Creating dummy data tables, then doing a table rename (or having the server code point towards the new data tables).
Just telling users that the site is going through maintenance and put the system offline for a few minutes. (This is not preferable for obvious reasons, but if it's far and away the best answer I'm willing to accept that.)
Thoughts?
I can't speak for MySQL, but PostgreSQL has transactional DDL. This is a wonderful feature, and means that your second option, loading new data into a dummy table and then executing a table rename, should work great. If you want to replace the table foo with foo_new, you only have to load the new data into foo_new and run a script to do the rename. This script should execute in its own transaction, so if something about the rename goes bad, both foo and foo_new will be left untouched when it rolls back.
The main problem with that approach is that it can get a little messy to handle foreign keys from other tables that key on foo. But at least you're guaranteed that your data will remain consistent.
A better approach in the long term, I think, is just to perform the updates on the data directly (your first option). Once again, you can stick all the updating in a single transaction, so you're guaranteed all-or-nothing semantics. Even better would be online updates, just updating the data directly as new information becomes available. This may not be an option for you if you need the results of someone else's batch job, but if you can do it, it's the best option.
BEGIN;
DELETE FROM TABLE;
INSERT INTO TABLE;
COMMIT;
Users will see the changeover instantly when you hit commit. Any queries started before the commit will run on the old data, anything afterwards will run on the new data. The database will actually clear the old table once the last user is done with it. Because everything is "static" (you're the only one who ever changes it, and only once a week), you don't have to worry about any lock issues or timeouts. For MySQL, this depends on InnoDB. PostgreSQL does it, and SQL Server calls it "snapshotting," and I can't remember the details off the top of my head since I rarely use the thing.

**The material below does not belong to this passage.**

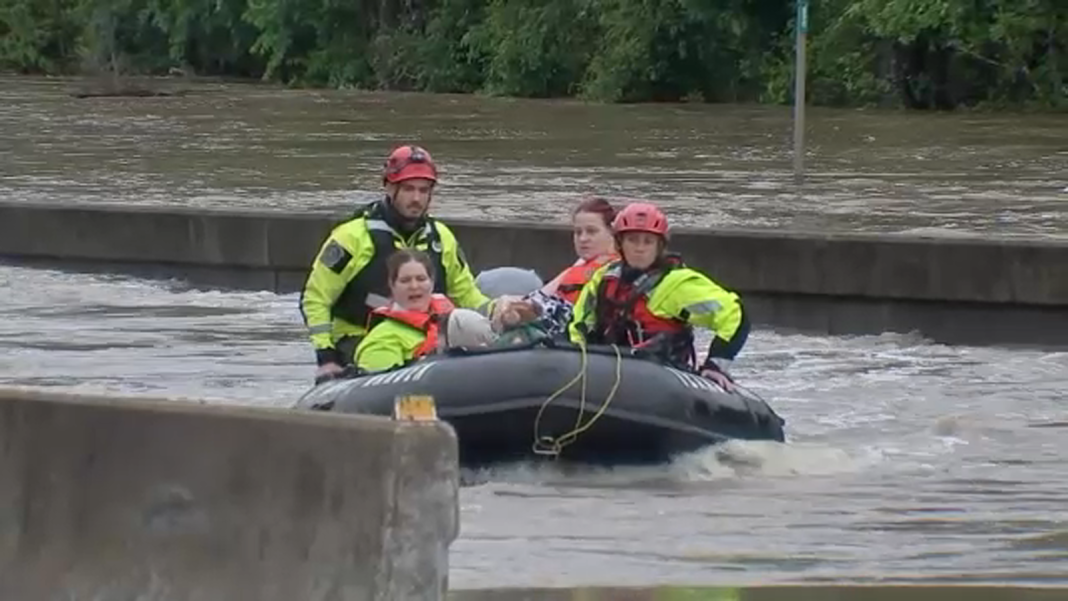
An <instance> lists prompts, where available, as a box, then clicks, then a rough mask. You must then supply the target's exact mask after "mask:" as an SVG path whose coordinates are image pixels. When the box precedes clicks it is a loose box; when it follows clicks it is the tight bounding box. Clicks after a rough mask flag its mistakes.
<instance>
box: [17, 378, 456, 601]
mask: <svg viewBox="0 0 1068 601" xmlns="http://www.w3.org/2000/svg"><path fill="white" fill-rule="evenodd" d="M456 448H457V447H456V439H455V434H454V432H453V430H452V428H451V427H449V426H447V425H445V424H444V423H435V424H402V423H397V422H393V421H390V420H387V418H377V417H362V416H356V415H343V414H334V413H330V414H326V413H318V412H295V411H289V410H281V409H264V408H235V407H222V406H209V405H198V404H193V402H187V401H180V400H174V399H146V400H135V399H126V398H110V397H92V396H76V395H72V394H61V393H53V392H32V391H23V390H18V389H0V599H12V600H16V599H25V600H31V599H40V600H48V599H65V600H69V601H82V600H84V601H90V600H94V601H95V600H100V599H152V600H154V601H179V600H180V601H202V600H203V601H208V600H211V601H214V600H222V599H234V600H236V599H256V600H260V601H293V600H296V599H300V600H301V601H342V600H357V599H359V600H361V601H362V600H371V599H377V600H382V601H393V600H408V599H420V600H423V599H443V598H444V592H445V584H446V579H447V569H449V564H447V548H449V544H450V543H451V542H452V540H453V539H454V538H455V537H456V535H457V527H458V526H457V521H458V501H457V488H458V477H459V476H458V468H457V450H456Z"/></svg>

If you Google "transaction isolation" + the name of whatever database you're using, you'll find appropriate information.
We solved this problem by using PostgreSQL's table inheritance/constraints mechanism.
You create a trigger that auto-creates sub-tables partitioned based on a date field.
This article was the source I used.
Which database server are you using? SQL 2005 and above provides a locking method called "Snapshot". It allows you to open a transaction, do all of your updates, and then commit, all while users of the database continue to view the pre-transaction data. Normally, your transaction would lock your tables and block their queries, but snapshot locking would be perfect in your case.
More info here: http://blogs.msdn.com/craigfr/archive/2007/05/16/serializable-vs-snapshot-isolation-level.aspx
But it requires SQL Server, so if you're using something else....
Several database systems (since you didn't specify yours, I'll keep this general) do offer the SQL:2003 Standard statement called MERGE which will basically allow you to
insert new rows into a target table from a source which don't exist there yet
update existing rows in the target table based on new values from the source
optionally even delete rows from the target that don't show up in the import table anymore
SQL Server 2008 is the first Microsoft offering to have this statement - check out more here, here or here.
Other database system probably will have similar implementations - it's a SQL:2003 Standard statement after all.
Marc
Use different table names(mytable_[yyyy]_[wk]) and a view for providing you with a constant name(mytable). Once a new table is completely imported update your view so that it uses that table.